ONNX files for T5 model with text2text-generation-with-past task do not work
System Info
Reproduced on Mac, Python 3.11 and Google Colab / Python 3.10
optimum==1.14.0
Who can help?
@ michaelbenayoun
Information
- [ ] The official example scripts
- [X] My own modified scripts
Tasks
- [ ] An officially supported task in the
examplesfolder (such as GLUE/SQuAD, ...) - [X] My own task or dataset (give details below)
Reproduction (minimal, reproducible, runnable)
Full colab here
When I export the model with past, it does not work:
!optimum-cli export onnx \
--model jbochi/madlad400-3b-mt \
--task text2text-generation-with-past \
--optimize O3 \
onnx/
from optimum.onnxruntime import ORTModelForSeq2SeqLM
from transformers import T5Tokenizer
model = ORTModelForSeq2SeqLM.from_pretrained('./onnx', device="auto")
tokenizer = T5Tokenizer.from_pretrained('jbochi/madlad400-3b-mt')
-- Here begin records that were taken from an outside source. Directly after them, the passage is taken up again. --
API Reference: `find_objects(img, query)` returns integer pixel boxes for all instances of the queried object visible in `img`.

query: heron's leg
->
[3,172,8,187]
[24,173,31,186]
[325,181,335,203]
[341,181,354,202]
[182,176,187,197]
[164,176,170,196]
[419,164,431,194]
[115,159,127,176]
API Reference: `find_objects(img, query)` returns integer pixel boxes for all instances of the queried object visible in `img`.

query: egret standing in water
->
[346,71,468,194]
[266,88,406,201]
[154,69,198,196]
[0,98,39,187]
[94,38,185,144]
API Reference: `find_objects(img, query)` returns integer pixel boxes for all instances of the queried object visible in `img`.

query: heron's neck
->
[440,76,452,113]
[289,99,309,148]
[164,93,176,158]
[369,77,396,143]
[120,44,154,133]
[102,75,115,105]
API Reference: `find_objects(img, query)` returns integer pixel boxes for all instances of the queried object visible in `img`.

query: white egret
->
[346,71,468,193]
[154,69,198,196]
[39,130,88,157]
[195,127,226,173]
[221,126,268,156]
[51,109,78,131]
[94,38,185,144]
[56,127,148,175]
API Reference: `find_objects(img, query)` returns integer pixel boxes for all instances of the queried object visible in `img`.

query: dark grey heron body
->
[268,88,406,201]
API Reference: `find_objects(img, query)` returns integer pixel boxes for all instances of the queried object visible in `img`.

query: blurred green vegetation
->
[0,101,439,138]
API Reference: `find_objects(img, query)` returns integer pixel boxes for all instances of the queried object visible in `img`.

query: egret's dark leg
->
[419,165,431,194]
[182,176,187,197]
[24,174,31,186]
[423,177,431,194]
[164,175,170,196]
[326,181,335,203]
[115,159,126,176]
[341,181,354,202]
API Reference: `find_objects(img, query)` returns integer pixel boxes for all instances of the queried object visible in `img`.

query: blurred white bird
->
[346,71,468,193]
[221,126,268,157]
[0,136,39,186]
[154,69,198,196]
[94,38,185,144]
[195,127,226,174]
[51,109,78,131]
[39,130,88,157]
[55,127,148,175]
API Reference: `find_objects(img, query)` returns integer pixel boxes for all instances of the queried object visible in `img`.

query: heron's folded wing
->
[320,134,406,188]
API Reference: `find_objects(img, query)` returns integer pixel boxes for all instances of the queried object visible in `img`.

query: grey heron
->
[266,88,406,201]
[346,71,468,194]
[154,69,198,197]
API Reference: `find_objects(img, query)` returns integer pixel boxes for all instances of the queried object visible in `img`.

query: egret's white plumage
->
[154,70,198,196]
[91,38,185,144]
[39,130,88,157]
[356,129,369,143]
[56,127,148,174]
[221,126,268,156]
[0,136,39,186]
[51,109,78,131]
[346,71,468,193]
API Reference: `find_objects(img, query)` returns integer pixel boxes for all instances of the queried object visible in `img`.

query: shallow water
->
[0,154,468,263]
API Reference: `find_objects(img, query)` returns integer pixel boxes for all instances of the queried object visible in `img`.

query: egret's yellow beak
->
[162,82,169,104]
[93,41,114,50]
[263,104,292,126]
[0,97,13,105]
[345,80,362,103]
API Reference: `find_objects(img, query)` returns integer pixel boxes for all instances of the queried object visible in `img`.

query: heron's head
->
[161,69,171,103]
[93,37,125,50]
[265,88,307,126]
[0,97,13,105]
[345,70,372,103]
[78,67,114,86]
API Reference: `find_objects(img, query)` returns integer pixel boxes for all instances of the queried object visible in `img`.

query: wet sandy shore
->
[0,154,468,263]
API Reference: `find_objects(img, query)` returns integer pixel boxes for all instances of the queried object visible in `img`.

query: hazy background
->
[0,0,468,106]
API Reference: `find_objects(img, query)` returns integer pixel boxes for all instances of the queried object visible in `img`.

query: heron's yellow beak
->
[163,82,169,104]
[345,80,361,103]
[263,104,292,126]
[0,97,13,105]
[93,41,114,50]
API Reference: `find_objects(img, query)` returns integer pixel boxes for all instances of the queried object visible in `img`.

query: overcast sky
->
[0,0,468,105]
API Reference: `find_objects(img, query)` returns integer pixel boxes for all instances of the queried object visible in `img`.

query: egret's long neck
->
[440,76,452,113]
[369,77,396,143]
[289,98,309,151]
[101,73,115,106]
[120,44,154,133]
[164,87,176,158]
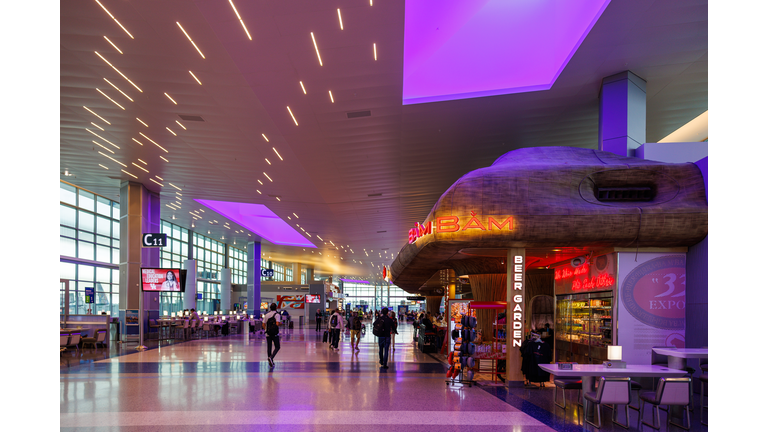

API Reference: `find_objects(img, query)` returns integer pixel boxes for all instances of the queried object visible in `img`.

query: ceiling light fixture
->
[94,51,144,93]
[104,78,133,102]
[91,140,115,154]
[176,21,205,58]
[286,107,299,126]
[83,105,112,125]
[96,0,133,38]
[229,0,253,40]
[99,152,128,168]
[104,36,123,54]
[96,88,125,111]
[309,32,323,66]
[139,132,168,153]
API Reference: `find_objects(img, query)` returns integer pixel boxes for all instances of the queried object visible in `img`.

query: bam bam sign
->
[408,212,513,243]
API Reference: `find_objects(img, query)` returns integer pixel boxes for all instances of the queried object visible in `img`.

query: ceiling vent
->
[179,114,205,121]
[347,110,371,118]
[595,186,653,202]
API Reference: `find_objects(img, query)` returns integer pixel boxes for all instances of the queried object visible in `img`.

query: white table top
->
[539,364,686,377]
[653,348,709,358]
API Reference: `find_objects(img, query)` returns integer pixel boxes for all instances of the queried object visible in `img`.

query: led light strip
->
[286,107,299,126]
[96,0,133,38]
[309,32,323,66]
[83,105,112,125]
[104,36,123,54]
[176,21,205,58]
[229,0,253,40]
[96,88,125,111]
[94,51,144,93]
[139,132,168,153]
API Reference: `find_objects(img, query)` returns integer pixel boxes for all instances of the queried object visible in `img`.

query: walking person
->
[373,307,395,369]
[328,309,344,351]
[262,303,282,367]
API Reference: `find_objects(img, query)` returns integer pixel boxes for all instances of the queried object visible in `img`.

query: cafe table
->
[539,364,686,417]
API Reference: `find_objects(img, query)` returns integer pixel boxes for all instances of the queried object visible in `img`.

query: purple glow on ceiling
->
[195,199,316,248]
[403,0,611,105]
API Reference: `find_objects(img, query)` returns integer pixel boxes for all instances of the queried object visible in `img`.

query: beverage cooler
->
[555,254,617,364]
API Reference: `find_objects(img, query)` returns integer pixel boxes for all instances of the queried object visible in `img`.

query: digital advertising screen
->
[141,268,187,292]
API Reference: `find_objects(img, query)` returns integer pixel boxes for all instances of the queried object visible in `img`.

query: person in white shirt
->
[262,303,282,367]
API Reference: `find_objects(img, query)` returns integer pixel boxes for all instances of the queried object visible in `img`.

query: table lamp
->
[603,345,627,369]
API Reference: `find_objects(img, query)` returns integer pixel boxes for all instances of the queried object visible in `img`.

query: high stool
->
[555,377,581,410]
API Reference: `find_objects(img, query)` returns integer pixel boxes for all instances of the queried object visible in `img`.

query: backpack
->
[373,317,389,337]
[267,314,280,336]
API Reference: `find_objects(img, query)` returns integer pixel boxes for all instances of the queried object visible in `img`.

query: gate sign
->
[141,233,168,247]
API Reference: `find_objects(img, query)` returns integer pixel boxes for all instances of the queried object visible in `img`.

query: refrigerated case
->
[555,290,616,364]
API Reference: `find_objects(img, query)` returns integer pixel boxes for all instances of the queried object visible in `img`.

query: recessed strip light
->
[104,78,133,102]
[94,51,144,93]
[104,36,123,54]
[286,107,299,126]
[83,105,112,125]
[96,0,133,38]
[229,0,253,40]
[85,128,120,150]
[96,88,125,111]
[189,71,203,85]
[176,21,205,58]
[309,32,323,66]
[139,132,168,153]
[91,140,115,154]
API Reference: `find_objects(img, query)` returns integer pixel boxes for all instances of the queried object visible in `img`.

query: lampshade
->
[608,345,621,361]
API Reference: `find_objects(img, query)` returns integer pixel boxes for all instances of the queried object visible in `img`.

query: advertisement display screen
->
[141,268,187,292]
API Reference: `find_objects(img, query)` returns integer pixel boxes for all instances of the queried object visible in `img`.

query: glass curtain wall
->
[59,182,120,316]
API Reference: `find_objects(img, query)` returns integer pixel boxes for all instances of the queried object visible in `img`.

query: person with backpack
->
[262,303,282,367]
[328,309,344,351]
[373,307,395,369]
[350,312,363,351]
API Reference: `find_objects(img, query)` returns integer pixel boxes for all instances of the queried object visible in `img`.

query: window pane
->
[59,237,77,257]
[77,189,96,211]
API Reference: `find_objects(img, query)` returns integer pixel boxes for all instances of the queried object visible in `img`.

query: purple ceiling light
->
[403,0,611,105]
[195,199,316,248]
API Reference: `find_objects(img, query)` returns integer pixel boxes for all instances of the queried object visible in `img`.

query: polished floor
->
[60,325,706,432]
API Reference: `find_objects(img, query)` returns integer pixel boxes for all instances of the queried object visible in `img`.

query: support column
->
[246,242,261,315]
[598,71,646,156]
[506,248,525,389]
[118,182,161,334]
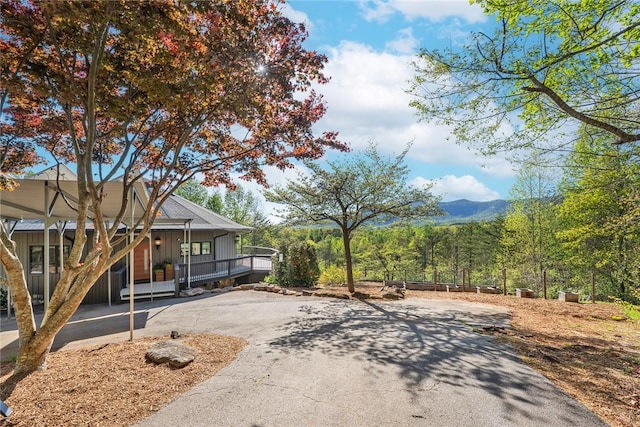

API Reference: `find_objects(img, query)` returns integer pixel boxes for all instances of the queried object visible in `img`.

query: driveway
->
[3,291,606,427]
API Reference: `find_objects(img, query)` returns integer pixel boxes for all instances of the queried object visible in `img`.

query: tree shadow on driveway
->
[270,301,600,425]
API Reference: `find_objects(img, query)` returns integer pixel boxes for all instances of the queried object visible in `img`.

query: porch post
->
[187,220,191,289]
[129,186,135,341]
[148,231,153,301]
[42,181,50,311]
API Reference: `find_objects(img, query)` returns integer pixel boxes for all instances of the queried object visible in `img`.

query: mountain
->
[430,199,509,224]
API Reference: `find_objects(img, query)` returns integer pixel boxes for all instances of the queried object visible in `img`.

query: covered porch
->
[117,255,271,301]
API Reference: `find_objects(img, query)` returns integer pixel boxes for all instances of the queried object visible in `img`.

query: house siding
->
[6,230,236,304]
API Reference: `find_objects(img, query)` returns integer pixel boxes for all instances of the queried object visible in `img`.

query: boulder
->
[145,341,196,368]
[180,288,204,297]
[382,291,404,300]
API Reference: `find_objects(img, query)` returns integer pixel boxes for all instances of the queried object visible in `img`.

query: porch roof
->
[152,194,252,232]
[0,176,148,221]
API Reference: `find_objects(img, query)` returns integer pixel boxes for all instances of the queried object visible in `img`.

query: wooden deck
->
[120,280,176,301]
[120,256,271,301]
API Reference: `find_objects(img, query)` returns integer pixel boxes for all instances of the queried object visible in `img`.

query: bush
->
[318,265,347,286]
[287,242,320,287]
[318,265,364,286]
[272,242,320,287]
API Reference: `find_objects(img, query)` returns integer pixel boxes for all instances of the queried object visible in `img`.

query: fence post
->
[502,268,507,295]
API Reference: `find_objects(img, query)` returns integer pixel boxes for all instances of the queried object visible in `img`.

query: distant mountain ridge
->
[431,199,509,224]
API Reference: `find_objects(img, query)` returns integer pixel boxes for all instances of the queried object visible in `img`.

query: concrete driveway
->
[2,291,606,427]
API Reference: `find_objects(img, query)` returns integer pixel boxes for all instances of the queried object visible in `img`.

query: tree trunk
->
[342,228,356,293]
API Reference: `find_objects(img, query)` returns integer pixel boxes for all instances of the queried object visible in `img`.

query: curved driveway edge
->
[121,291,606,427]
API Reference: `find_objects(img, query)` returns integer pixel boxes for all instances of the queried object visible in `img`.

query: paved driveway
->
[2,291,605,427]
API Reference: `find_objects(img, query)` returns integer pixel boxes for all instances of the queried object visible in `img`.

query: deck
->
[120,255,271,301]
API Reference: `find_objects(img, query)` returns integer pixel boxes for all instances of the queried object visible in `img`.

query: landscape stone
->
[145,341,196,368]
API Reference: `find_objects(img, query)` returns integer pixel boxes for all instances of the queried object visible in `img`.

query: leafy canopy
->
[0,0,346,372]
[409,0,640,154]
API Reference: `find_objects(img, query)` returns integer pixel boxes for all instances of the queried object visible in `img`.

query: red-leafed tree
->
[0,0,346,373]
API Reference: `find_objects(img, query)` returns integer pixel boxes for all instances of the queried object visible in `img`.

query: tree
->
[558,129,640,300]
[175,178,222,213]
[204,191,222,214]
[175,179,209,206]
[265,144,438,292]
[502,155,557,289]
[409,0,640,153]
[220,185,271,246]
[0,0,346,374]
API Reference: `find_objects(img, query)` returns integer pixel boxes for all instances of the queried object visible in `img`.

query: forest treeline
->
[245,135,640,304]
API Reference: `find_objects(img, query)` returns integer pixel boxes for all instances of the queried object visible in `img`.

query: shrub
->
[318,265,347,286]
[271,242,320,287]
[287,242,320,287]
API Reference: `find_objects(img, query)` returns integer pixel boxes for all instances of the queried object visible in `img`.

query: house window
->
[191,242,202,255]
[29,246,44,274]
[49,245,70,274]
[202,242,211,255]
[29,245,70,274]
[180,243,189,257]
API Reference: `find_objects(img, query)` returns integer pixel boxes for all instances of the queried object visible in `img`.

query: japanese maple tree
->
[0,0,346,373]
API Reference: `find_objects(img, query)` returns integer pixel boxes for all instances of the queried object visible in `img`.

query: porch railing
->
[174,255,271,287]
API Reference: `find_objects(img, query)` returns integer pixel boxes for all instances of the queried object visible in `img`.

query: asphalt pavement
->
[0,291,606,427]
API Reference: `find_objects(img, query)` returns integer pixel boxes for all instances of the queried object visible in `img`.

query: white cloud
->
[360,0,487,23]
[279,3,313,32]
[230,164,310,224]
[410,175,500,202]
[386,27,420,55]
[317,42,513,177]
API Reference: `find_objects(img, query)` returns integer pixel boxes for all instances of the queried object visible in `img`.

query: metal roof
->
[0,165,252,232]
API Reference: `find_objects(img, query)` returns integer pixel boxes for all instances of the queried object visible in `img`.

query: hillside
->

text = "<2pt> I love pizza!"
inputs = tokenizer(text, return_tensors="pt", device=model.device)
outputs = model.generate(**inputs)
tokenizer.decode(outputs[0], skip_special_tokens=True)
It raises the following error:
---------------------------------------------------------------------------
InvalidArgument Traceback (most recent call last)
[<ipython-input-14-be8c5bdea41e>](https://localhost:8080/#) in <cell line: 3>()
1 text = "<2pt> I love pizza!"
2 inputs = tokenizer(text, return_tensors="pt", device=model.device)
----> 3 outputs = model.generate(**inputs)
4 tokenizer.decode(outputs[0], skip_special_tokens=True)
7 frames
[/usr/local/lib/python3.10/dist-packages/onnxruntime/capi/onnxruntime_inference_collection.py](https://localhost:8080/#) in run(self, output_names, input_feed, run_options)
218 output_names = [output.name for output in self._outputs_meta]
219 try:
--> 220 return self._sess.run(output_names, input_feed, run_options)
221 except C.EPFail as err:
222 if self._enable_fallback:
InvalidArgument: [ONNXRuntimeError] : 2 : INVALID_ARGUMENT : Got invalid dimensions for input: past_key_values.9.encoder.key for the following indices
index: 3 Got: 64 Expected: 128
Please fix either the inputs or the model.
Expected behavior
Without past / cache, it works:
If I convert this T5 model with no past / cache, it works:
!optimum-cli export onnx \
--model jbochi/madlad400-3b-mt \
--task text2text-generation \
--optimize O3 \
onnx-no-past/
from optimum.onnxruntime import ORTModelForSeq2SeqLM
from transformers import T5Tokenizer
model = ORTModelForSeq2SeqLM.from_pretrained('./onnx-no-past', use_cache=False)
tokenizer = T5Tokenizer.from_pretrained('jbochi/madlad400-3b-mt')
text = "<2pt> I love pizza!"
inputs = tokenizer(text, return_tensors="pt", device=model.device)
outputs = model.generate(**inputs)
tokenizer.decode(outputs[0], skip_special_tokens=True)
# Eu amo pizza!
Thank you!
Met the same issue, any progress?
Seems it is related with this PR. https://github.com/huggingface/optimum/pull/1257
It worked when I removed the merged decoder.
Hi, I'm facing the same issue. It doesn't work when I remove the merged decoder. I used the same command as @jbochi
optimum-cli export onnx \
--model madlad400-3b-mt \
--task text2text-generation-with-past \
--optimize O3 \
onnx/
My onnx dir has decoder versions
decoder_model.onnx
decoder_model.onnx.data
decoder_model.onnx_data
decoder_with_past_model.onnx
decoder_with_past_model.onnx.data
decoder_with_past_model.onnx_data
decoder_model_merged.onnx
decoder_model_merged.onnx_data
I checked the past_key_values field of the original model and also of the onnx model (from the model graph) and confirmed they both expect 128 size in the third dimension (seq len dimension) in the attention KV matrix.
I'm running optimum[onnxruntime-gpu]==1.16.2. The model is the same madlad t5 exported by jbochi above.
As with jbochi it works If I load the model using model = ORTModelForSeq2SeqLM.from_pretrained(model_name, provider="CUDAExecutionProvider", task="text2text-generation", use_cache=False, use_io_binding=False). But I want to load the version with the KV cache to get some speedup.